To explain the higher PVR in LH lambs, relative to lung size, there are three major possibilities. First, the growth and development of the pulmonary vascular bed in LH lambs might be more severely impaired than that of airspace and overall lung tissue growth. This would lead to a reduced cross-sectional area of the pulmonary vascular bed and hence an increase in its resistance. This explanation is compatible with our morphometric findings, which showed a 30% decrease in volume density of arteries relative to tissue volume (Vat). Assuming that tissue volume is related to tissue weight, the significant reduction in Vat would likely cause an increase in arterial resistance and hence an increase in PVR. In our model of LH, lung liquid and amniotic fluid drainage occurred in the canalicular (80–120 d) and saccular/alveolar stages (120–140 d) of lung development. Therefore, the development of pulmonary capillaries may have been affected by the treatment. Some previous studies of pulmonary capillary development in a CDH model revealed a decrease in the capillary surface area that was proportional to the reduction in alveolar surface area (20,21). However, in this study, the analysis of pulmonary capillaries was not possible because we pressure-fixed the lung tissue via the airways without concomitant perfusion fixation through pulmonary vessels, which caused a collapse of capillaries.
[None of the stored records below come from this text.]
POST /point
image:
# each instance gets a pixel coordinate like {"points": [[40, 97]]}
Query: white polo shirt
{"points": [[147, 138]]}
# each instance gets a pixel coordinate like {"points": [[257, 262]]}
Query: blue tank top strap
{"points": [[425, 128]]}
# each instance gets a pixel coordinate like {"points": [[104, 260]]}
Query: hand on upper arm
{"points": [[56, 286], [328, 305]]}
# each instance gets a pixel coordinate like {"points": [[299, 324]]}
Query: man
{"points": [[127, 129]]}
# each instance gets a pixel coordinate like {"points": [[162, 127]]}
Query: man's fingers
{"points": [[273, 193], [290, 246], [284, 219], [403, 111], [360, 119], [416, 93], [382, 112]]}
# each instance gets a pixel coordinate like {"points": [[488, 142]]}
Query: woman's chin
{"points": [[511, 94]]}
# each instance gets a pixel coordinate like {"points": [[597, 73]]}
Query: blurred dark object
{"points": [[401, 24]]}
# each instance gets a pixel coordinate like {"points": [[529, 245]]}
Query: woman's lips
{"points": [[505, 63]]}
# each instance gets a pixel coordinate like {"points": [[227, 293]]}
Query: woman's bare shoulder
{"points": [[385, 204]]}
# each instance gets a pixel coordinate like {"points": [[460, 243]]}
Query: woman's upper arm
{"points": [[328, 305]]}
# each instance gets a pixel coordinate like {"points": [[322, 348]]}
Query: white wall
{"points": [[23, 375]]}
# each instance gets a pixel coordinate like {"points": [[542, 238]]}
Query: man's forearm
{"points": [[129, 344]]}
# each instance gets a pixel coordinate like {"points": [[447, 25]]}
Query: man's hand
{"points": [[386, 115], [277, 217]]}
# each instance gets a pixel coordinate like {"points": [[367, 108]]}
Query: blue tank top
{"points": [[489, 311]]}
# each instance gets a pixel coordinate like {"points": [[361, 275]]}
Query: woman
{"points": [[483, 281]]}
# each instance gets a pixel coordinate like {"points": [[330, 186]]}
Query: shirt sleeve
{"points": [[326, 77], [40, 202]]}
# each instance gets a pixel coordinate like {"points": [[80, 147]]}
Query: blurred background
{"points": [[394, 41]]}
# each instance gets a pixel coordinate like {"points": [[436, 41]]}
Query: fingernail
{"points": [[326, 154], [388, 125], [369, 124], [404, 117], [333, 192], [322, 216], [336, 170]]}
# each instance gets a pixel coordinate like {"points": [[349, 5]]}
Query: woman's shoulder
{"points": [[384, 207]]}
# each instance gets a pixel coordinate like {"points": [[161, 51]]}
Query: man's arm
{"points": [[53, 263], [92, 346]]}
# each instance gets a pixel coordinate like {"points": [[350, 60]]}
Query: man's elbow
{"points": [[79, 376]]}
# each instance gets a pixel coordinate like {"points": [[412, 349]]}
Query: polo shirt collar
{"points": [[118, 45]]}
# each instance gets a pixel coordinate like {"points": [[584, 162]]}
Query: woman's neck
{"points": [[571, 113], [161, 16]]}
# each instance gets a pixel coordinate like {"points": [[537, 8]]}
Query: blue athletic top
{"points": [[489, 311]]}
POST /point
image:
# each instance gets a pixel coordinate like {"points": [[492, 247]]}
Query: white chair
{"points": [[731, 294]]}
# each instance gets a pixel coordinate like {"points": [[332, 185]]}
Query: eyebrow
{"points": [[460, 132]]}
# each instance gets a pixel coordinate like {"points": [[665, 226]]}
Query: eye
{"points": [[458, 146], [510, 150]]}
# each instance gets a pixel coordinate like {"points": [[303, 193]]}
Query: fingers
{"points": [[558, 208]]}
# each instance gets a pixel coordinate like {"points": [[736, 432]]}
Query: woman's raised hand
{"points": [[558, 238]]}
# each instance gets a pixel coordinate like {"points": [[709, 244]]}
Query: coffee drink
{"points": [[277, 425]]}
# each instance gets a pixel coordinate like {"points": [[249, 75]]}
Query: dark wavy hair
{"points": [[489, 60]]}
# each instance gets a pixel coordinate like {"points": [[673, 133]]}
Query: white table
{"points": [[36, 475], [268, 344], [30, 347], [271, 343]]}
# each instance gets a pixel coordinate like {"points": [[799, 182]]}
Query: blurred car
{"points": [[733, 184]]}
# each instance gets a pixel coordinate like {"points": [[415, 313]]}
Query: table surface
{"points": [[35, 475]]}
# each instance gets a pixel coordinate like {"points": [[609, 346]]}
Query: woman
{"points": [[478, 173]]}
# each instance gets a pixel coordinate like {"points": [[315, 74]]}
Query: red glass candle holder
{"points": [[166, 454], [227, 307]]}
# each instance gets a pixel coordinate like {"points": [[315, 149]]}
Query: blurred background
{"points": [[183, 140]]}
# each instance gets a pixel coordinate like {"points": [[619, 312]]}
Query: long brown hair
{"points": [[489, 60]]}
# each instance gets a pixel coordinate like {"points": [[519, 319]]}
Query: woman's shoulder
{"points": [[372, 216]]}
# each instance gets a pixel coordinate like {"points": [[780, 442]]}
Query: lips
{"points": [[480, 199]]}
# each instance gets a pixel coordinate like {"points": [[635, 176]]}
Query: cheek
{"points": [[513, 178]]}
Second, as PVR is dependent on the capillary-alveolar transmural pressure, higher alveolar pressures resulting from higher MAP (39) may lead to compression of pulmonary capillaries (40) and hence increased PVR (41). Therefore, we cannot exclude the possibility that the higher MAP in our LH animals contributed to the increased PVR by increasing pulmonary capillary resistance. In fact, there was a significant correlation between MAP and PVR*LW in the LH group of lambs (p < 0.01, r2 = 0.32) but not in the control group (p = 0.70, r2 = 0.01). This may indicate that a more severe LH resulted in the need for higher MAP to maintain adequate ventilation, which in turn caused a higher PVR.

Third, it is possible that the higher PVR in lambs with LH resulted from increased vasoconstrictor tone in the peripheral pulmonary arteries. It is well established that neonatal persistent pulmonary hypertension associated with LH responds to vasodilator treatment (5,4244). Thus, the greater increase in PVR relative to the reduction in lung size in the present study could be the consequence of increased vasoconstrictor activity of the pulmonary arteries. Further studies examining the physiologic responses of the pulmonary vasculature to various vasodilating and vasoconstricting challenges would be required to elucidate this point.
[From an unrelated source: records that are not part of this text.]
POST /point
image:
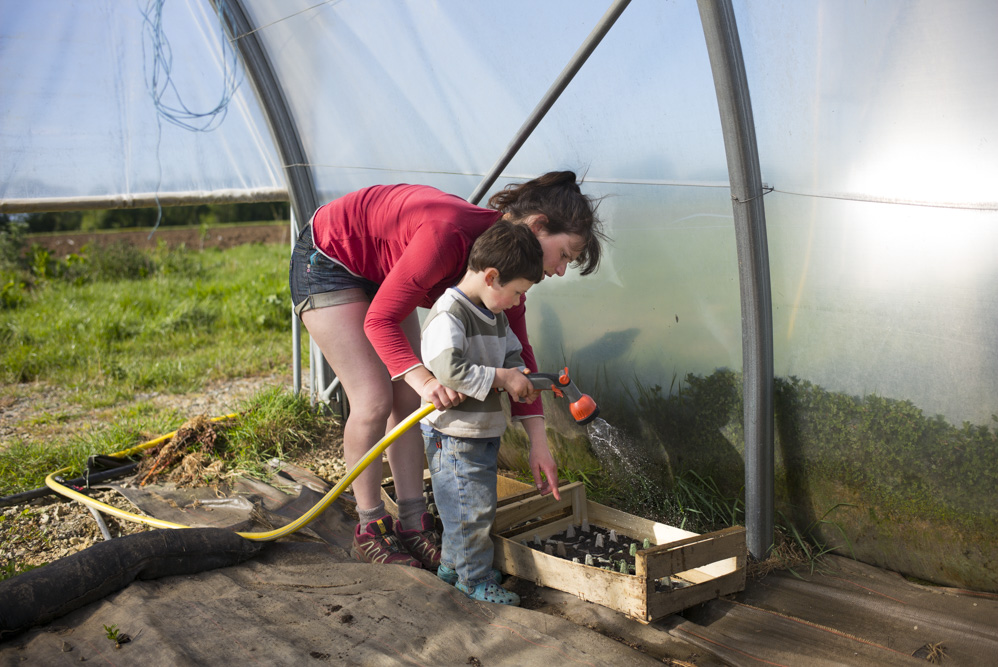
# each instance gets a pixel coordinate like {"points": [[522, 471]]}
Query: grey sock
{"points": [[365, 517], [411, 513]]}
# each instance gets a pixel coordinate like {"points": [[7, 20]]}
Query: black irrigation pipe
{"points": [[92, 478]]}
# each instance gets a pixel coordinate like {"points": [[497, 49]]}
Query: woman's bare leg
{"points": [[406, 455], [339, 333]]}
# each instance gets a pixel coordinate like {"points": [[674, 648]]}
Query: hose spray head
{"points": [[582, 406]]}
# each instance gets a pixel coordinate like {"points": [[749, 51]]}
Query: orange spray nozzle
{"points": [[582, 406]]}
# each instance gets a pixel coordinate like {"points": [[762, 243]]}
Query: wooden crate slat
{"points": [[690, 553], [533, 507], [622, 592], [663, 603]]}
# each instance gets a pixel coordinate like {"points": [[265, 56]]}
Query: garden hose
{"points": [[373, 454]]}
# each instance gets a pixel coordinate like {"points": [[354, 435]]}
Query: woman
{"points": [[359, 270]]}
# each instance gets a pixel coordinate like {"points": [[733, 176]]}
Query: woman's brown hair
{"points": [[557, 195]]}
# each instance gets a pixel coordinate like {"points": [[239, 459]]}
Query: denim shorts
{"points": [[318, 282]]}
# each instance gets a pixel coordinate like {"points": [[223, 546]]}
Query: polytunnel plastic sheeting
{"points": [[77, 117], [409, 92], [875, 129]]}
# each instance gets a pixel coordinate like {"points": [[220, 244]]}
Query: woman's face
{"points": [[560, 250]]}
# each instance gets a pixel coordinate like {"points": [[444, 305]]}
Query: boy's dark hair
{"points": [[511, 249], [557, 195]]}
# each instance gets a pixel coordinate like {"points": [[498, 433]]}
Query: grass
{"points": [[116, 322], [167, 325]]}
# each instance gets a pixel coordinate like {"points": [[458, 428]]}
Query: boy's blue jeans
{"points": [[463, 472]]}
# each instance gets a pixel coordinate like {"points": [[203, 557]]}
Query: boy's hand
{"points": [[442, 397], [515, 384]]}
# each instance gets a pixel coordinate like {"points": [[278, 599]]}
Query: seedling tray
{"points": [[678, 570]]}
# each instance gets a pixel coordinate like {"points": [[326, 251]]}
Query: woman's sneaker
{"points": [[490, 591], [449, 575], [378, 543], [423, 544]]}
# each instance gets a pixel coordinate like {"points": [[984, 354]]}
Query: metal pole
{"points": [[556, 89], [269, 92], [304, 198], [295, 325], [747, 190]]}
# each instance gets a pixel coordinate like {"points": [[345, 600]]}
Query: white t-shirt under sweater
{"points": [[462, 346]]}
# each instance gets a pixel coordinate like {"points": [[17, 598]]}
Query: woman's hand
{"points": [[430, 390], [542, 464]]}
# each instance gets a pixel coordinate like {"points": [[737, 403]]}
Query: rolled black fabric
{"points": [[46, 593]]}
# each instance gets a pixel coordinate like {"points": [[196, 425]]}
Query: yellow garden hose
{"points": [[372, 455]]}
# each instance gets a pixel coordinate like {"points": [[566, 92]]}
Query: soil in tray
{"points": [[606, 549]]}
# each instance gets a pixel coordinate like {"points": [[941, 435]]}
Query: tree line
{"points": [[172, 216]]}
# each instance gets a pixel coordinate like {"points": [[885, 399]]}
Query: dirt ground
{"points": [[217, 236]]}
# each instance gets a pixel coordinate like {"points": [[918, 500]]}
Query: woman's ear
{"points": [[538, 222]]}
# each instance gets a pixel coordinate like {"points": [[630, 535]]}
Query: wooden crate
{"points": [[700, 567]]}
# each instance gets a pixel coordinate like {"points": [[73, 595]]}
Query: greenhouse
{"points": [[800, 295]]}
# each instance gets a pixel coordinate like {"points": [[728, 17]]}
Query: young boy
{"points": [[468, 346]]}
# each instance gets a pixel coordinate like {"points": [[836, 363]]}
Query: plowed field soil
{"points": [[218, 236]]}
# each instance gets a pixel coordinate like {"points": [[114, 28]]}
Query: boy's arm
{"points": [[444, 344]]}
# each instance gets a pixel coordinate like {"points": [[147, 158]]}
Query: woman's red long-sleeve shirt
{"points": [[413, 241]]}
In contrast to all control lambs, we found a persistence of diastolic retrograde flow in the left pulmonary artery in four LH lambs. We speculate that this is caused by a persistent elevation of PVR in association with continued right-to-left shunting through the patent ductus arteriosus. Our observation that the mean PAP relative to SAP stayed significantly high in LH lambs supports this speculation.

CONCLUSIONS

In our ovine model of moderate LH, changes in indices of lung ventilation were proportional to the changes in lung size. Changes in indices of pulmonary circulation were greater than the changes in lung size despite similar Fio2 and oxygenation and were associated with impaired growth of pulmonary arteries. LH severely impairs normal adaptation of pulmonary circulation in the perinatal period.